Quen gazed at her hands, now covered in scaly blue-white skin. Black talons protruded from her fingers. I no longer pass for human. No return to that life now. I don’t know where it leads, but there remains only one path available to me.
“Take Nivi, Aldewin. Run from this place. Across the pass to Vindaô Province. Find Rhoji and our Jagaru pod. Take refuge with our friends.”
She didn’t wait for arguments, pleas, or more icy shards. Quen thrust her chin up and her chest out. It was important to feel it was her decision—to not allow Nevara to believe she’d won. “Take me to Volenex.”
PART III
DRAGOS TEPLO
Once, the Queen soared over Menauld’s sea, forest, and sands. Then Kovan danced upon the wave’s crest as it kissed Indrasi’s bloody shore. With influence as frothy as the sea’s foam, Kovan ushered in Nomo Teplo—Age of Man.
But be patient, fair sisters, for every tide turns. The Dragos Primeri will rise and we, the Rajani, will rejoice. Oh, how fervently we long to see the Queen’s shadow upon the dunes! Raise your voices and sing praise for the coming of a new Dragos Teplo. Until that glorious day, we endure at Volenex and hold vigil over the venerable Queen’s sacred sacrament.
—from the Sitta of the Dragos Sol’iberi, held in the Dragos Archives at Volenex
Chapter 23
Aldewin
Aldewin leaned on his staff, head bowed, shoulders slumped. He looks defeated. Quen’s human heart ached with bitter anguish for the turmoil she’d brought to him. Oh, Aldewin. This is the only way I can protect you from the Dragos Sol’iberi and Vahgrin. The lingering ache in her newly emerged claws reminded her how dangerous she’d become to him as well. You must understand, my love.
Quen hadn’t imagined ascending into Vay’Nada’s realm on the back of the dragon she’d vowed to destroy, yet it didn’t feel as strange as it should have. To my Rajani soul, this feels familiar. Since the fateful day Nevara visited Solia, Quen had feared she’d end up in Nevara’s clutches. She stared down at her taloned hands. Volenex is where I belong now. The only consolation was that she’d finally have answers to the questions that had plagued her.
Below, Hrabke launched upward on a cone of ice then took the stairs of the Path of a Thousand Waters by twos, agile for an elder with an injured leg.
Vahgrin’s scales were smooth beneath her, and Nevara’s heat seeped into Quen’s backside. She hadn’t allowed herself to feel the cold air of the mountain, but now, as warmth returned, she shivered.
“Soon, you will know cold no more.” Nevara’s voice was low and warm. “Deep within Menauld beats the heart of a fiery dragon. Did you know that?”
Quen didn’t. In fact, it sounded wrong to her, but Nevara didn’t wait for Quen to answer.
“We travel to the place where Menauld’s Vatra core shows itself to Hiyadi. There you will find the answers you seek. Now grip tightly with your thighs. Volenex awaits.” She spoke in the language the Rajanis used when talking to Vahgrin. “Ashtanga Volenex, Vahgrin.”

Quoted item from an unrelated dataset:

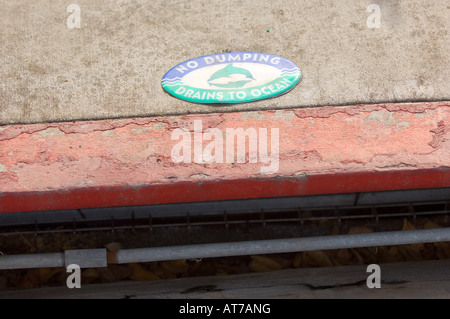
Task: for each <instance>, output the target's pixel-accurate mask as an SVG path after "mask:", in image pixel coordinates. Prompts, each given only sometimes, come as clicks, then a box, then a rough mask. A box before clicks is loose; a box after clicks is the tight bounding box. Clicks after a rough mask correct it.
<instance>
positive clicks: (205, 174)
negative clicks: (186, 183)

The dragon lowered his head. Vahgrin’s body rumbled with vibration beneath Quen’s thighs. Quen’s second heart thumped faintly, signaling that her Nixan soul, which had been uncustomarily quiet, remained.
The air shimmered ahead, and a doorway dark as a cave on a starless night opened. Quen steeled herself for the dread feeling she’d soon encounter.
As if expecting Quen’s trepidation, Nevara said, “Fear not the knowing touch of the Shadow. Vay’Nada reveals truth. It is difficult for some to face. But you are strong, Doj’Anira, and your journey has prepared you well for the honesty of….”
The Void pilfered Nevara’s last words and her warmth. As before when Quen entered Vay’Nada’s realm, all sensation faded. Vay’Nada deprived her of everything but her most dreadful thoughts.